Angel Oak Rides Non-QM Momentum Into 2026 After Volume Surge
Angel Oak Mortgage Solutions reported a 33% jump in 2025 originations, fueled by tech investments, product expansion, and rising demand for Non-QM solutions
Nonbank wholesale and correspondent Non-QM lender Angel Oak Mortgage Solutions LLC has announced that 2025 was a year of significant growth for the company, driven by tech adoption and strategic expansion, and riding momentum into 2026. The Atlanta-based company posted a 33% increase in origination volume over the prior year, reflecting strong demand for its Non-QM solutions targeted at underserved borrower segments.
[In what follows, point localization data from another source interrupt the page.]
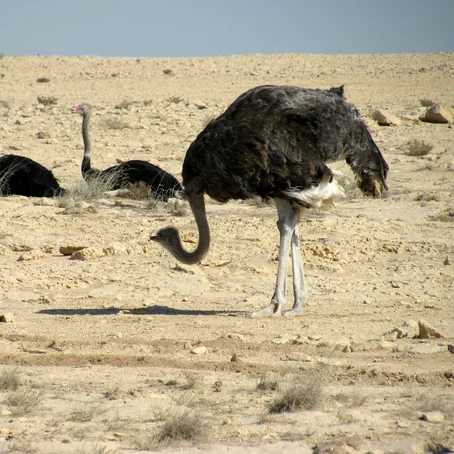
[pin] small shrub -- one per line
(190, 381)
(10, 379)
(23, 402)
(267, 383)
(114, 123)
(181, 424)
(418, 148)
(92, 189)
(21, 447)
(83, 413)
(47, 100)
(298, 395)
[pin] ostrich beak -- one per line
(154, 236)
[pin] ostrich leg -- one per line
(299, 281)
(288, 221)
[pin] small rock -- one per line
(425, 349)
(88, 253)
(8, 317)
(437, 114)
(427, 331)
(299, 357)
(384, 118)
(34, 254)
(69, 250)
(433, 416)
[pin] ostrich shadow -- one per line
(151, 310)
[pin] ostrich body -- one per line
(163, 185)
(20, 175)
(274, 142)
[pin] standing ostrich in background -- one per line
(20, 175)
(274, 142)
(163, 185)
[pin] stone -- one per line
(427, 331)
(425, 349)
(8, 317)
(384, 118)
(34, 254)
(88, 253)
(433, 417)
(437, 114)
(69, 250)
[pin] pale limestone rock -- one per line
(433, 416)
(427, 331)
(69, 250)
(385, 118)
(88, 253)
(8, 317)
(34, 254)
(437, 114)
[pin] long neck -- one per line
(86, 161)
(197, 204)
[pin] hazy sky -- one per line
(172, 28)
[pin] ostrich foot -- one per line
(272, 310)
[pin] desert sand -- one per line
(110, 342)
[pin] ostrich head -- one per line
(82, 109)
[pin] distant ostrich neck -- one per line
(197, 204)
(86, 162)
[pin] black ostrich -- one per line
(20, 175)
(274, 142)
(163, 185)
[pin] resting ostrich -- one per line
(163, 185)
(274, 142)
(23, 176)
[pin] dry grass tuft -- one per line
(300, 394)
(351, 400)
(92, 189)
(10, 379)
(84, 413)
(23, 401)
(114, 122)
(47, 100)
(418, 148)
(267, 382)
(20, 447)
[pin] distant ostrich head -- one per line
(82, 109)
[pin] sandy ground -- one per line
(108, 347)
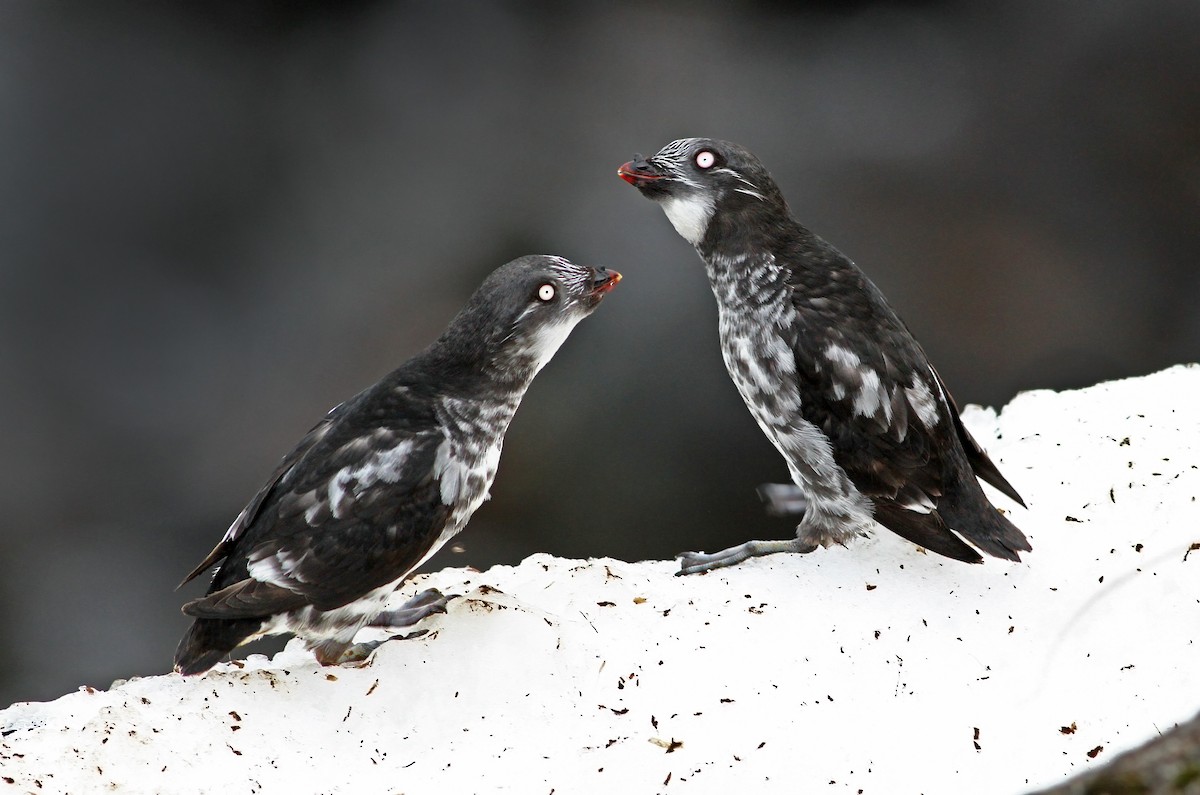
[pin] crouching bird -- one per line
(387, 477)
(833, 377)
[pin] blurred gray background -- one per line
(220, 220)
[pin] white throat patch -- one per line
(690, 215)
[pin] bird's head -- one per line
(526, 309)
(695, 178)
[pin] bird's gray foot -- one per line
(783, 498)
(697, 562)
(423, 605)
(357, 655)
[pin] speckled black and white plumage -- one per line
(389, 476)
(833, 377)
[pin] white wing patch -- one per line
(383, 466)
(923, 402)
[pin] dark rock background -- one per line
(219, 220)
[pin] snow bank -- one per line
(876, 669)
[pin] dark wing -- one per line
(250, 513)
(869, 388)
(358, 508)
(979, 461)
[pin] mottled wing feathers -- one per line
(892, 424)
(250, 513)
(352, 508)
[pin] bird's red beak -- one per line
(604, 280)
(639, 172)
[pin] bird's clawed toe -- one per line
(424, 604)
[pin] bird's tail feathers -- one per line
(967, 510)
(208, 640)
(925, 530)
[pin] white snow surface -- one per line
(869, 669)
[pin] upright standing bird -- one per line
(388, 477)
(834, 378)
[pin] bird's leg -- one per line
(697, 562)
(357, 656)
(783, 498)
(423, 605)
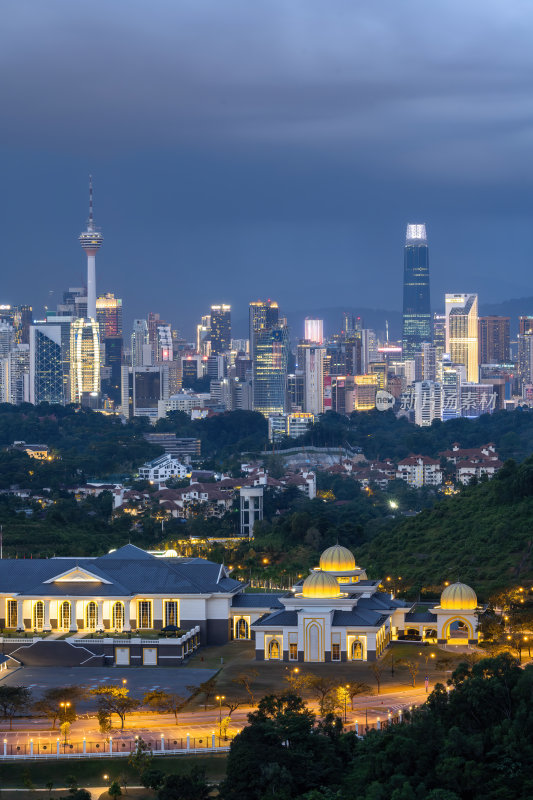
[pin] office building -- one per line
(270, 362)
(84, 359)
(314, 330)
(220, 335)
(109, 316)
(17, 375)
(494, 336)
(313, 369)
(417, 327)
(428, 402)
(46, 365)
(264, 315)
(462, 332)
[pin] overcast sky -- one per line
(254, 148)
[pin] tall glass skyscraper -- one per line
(417, 327)
(271, 355)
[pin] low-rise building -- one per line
(163, 468)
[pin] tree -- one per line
(187, 786)
(355, 688)
(245, 679)
(207, 688)
(413, 667)
(115, 789)
(13, 700)
(152, 778)
(323, 690)
(59, 703)
(141, 758)
(114, 700)
(165, 702)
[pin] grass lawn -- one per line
(89, 772)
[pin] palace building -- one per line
(335, 614)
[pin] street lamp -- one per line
(220, 698)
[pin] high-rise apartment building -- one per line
(264, 314)
(109, 315)
(417, 327)
(270, 362)
(494, 335)
(46, 364)
(84, 359)
(139, 341)
(220, 335)
(314, 330)
(462, 332)
(314, 379)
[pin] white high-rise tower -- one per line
(91, 240)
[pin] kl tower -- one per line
(91, 240)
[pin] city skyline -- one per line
(309, 162)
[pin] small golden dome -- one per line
(319, 584)
(337, 559)
(458, 597)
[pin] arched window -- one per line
(118, 616)
(357, 650)
(64, 616)
(38, 615)
(273, 649)
(91, 615)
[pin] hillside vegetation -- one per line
(483, 537)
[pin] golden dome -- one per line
(319, 584)
(337, 559)
(458, 597)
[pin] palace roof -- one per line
(126, 571)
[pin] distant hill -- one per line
(482, 537)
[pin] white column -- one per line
(127, 613)
(99, 615)
(20, 614)
(46, 623)
(73, 616)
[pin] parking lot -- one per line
(139, 679)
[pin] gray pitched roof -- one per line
(288, 618)
(253, 600)
(358, 617)
(129, 571)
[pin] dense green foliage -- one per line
(223, 435)
(381, 435)
(476, 742)
(482, 537)
(84, 444)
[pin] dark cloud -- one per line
(270, 147)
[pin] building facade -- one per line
(416, 298)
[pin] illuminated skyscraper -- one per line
(91, 241)
(271, 355)
(220, 329)
(417, 327)
(494, 335)
(314, 330)
(46, 364)
(263, 314)
(84, 359)
(109, 315)
(462, 332)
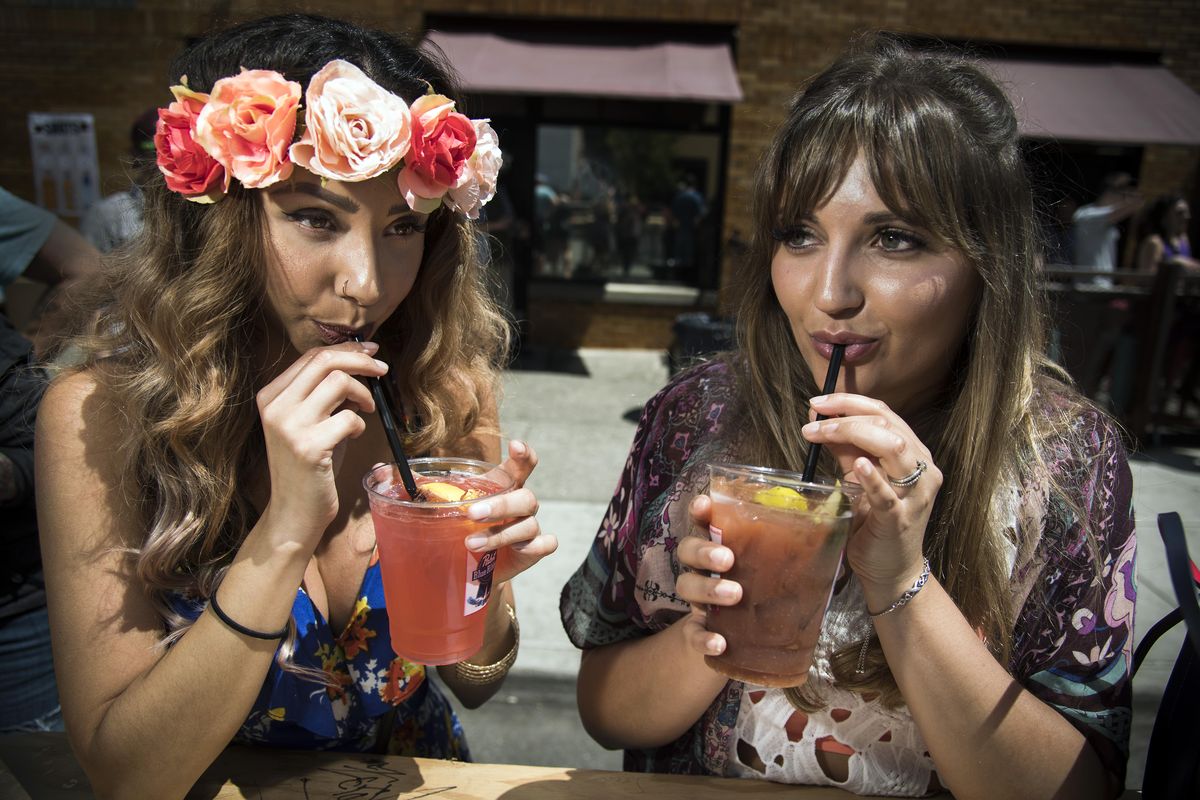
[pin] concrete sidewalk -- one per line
(579, 411)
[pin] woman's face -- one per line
(342, 257)
(1177, 218)
(853, 272)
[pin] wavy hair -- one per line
(940, 139)
(169, 329)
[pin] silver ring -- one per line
(911, 477)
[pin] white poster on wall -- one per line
(66, 172)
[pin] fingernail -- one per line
(725, 590)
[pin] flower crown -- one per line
(353, 131)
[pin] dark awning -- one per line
(487, 62)
(1101, 102)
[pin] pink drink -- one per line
(787, 539)
(437, 590)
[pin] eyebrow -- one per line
(343, 203)
(881, 217)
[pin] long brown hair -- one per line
(171, 328)
(941, 142)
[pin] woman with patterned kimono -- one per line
(210, 558)
(978, 638)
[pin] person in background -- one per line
(978, 639)
(36, 244)
(117, 218)
(1165, 239)
(209, 553)
(1095, 233)
(688, 209)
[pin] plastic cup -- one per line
(437, 590)
(787, 537)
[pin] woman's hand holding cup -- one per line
(701, 584)
(520, 535)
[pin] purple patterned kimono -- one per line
(1073, 638)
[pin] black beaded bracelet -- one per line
(241, 629)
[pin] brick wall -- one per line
(113, 61)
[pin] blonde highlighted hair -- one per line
(171, 328)
(940, 139)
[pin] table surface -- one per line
(42, 767)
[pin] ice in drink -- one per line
(437, 590)
(787, 539)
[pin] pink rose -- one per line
(249, 124)
(354, 128)
(186, 166)
(443, 140)
(477, 185)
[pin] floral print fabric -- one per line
(370, 699)
(1073, 637)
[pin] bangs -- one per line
(911, 149)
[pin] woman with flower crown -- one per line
(209, 553)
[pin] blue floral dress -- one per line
(371, 701)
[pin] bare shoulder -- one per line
(77, 405)
(78, 456)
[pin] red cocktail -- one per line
(787, 539)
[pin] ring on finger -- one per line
(911, 477)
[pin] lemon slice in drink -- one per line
(781, 497)
(831, 506)
(442, 492)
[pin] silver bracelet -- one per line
(910, 593)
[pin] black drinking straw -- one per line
(389, 427)
(810, 465)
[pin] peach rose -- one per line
(443, 140)
(187, 167)
(477, 185)
(354, 128)
(247, 125)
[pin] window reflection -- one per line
(624, 204)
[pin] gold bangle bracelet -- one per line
(483, 675)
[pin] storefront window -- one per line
(625, 204)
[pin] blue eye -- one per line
(407, 227)
(313, 218)
(793, 236)
(897, 240)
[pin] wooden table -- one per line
(42, 767)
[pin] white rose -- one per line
(477, 185)
(354, 128)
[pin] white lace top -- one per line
(886, 752)
(777, 741)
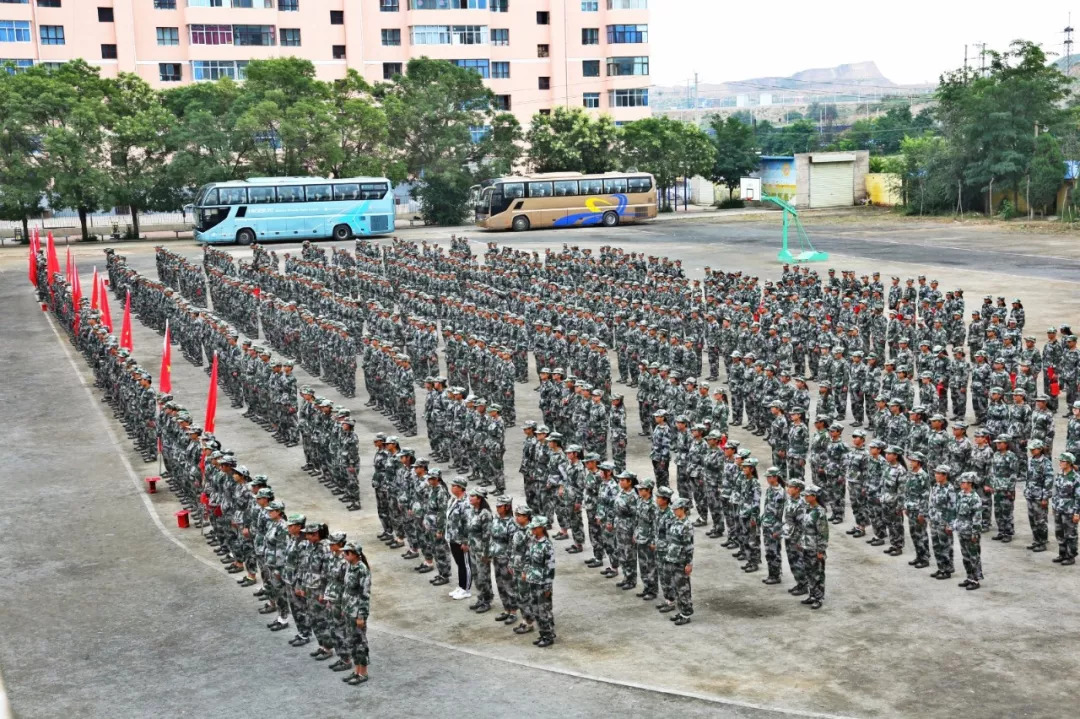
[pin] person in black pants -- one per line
(457, 524)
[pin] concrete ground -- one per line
(112, 611)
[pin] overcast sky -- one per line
(912, 41)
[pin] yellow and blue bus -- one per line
(264, 208)
(565, 200)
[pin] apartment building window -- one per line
(14, 66)
(169, 36)
(254, 35)
(170, 71)
(482, 67)
(218, 69)
(14, 31)
(620, 66)
(210, 35)
(52, 35)
(448, 35)
(289, 37)
(447, 4)
(633, 34)
(637, 97)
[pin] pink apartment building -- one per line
(534, 54)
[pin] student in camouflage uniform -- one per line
(679, 558)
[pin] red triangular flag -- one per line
(52, 265)
(212, 397)
(93, 296)
(165, 376)
(125, 328)
(103, 297)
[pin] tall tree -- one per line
(569, 139)
(734, 154)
“Our performance in 2025 is a direct reflection of our commitment to a tech-forward approach in the Non-QM space,” said Tom Hutchens, president of Angel Oak Mortgage Solutions. “By integrating advanced automation directly into the workflows of our team, we are removing the traditional hurdles of non-agency lending and empowering our partners to act with confidence from prequalification to closing, to ultimately deliver a better borrower experience.”
Key achievements Hutchens touched upon that the company achieved in 2025 included:
- The expansion of Angel Oak’s product suite and the enhancement of its technology infrastructure
- The introduction of its rental automated valuation model (AVM) for DSCR (debt service coverage ratio) loans, enabling faster and more accurate rental income estimates that streamline the valuation process and reduce reliance on manual appraisals
- The addition of five-year and seven-year adjustable-rate mortgage (ARM) offerings, providing greater flexibility in a shifting interest rate environment
- The implementation of broker self-disclosure tools, which cut disclosure turnaround times from days to minutes
Angel Oak strengthened its market position through a partnership with Brookfield Asset Management, enhancing its ability to deliver diversified non-agency mortgage solutions, while preserving its operational independence.
The firm also expanded its approved broker network by about 30%, and grew its account executive team by 22 in 2025, with plans to add 40 more in 2026.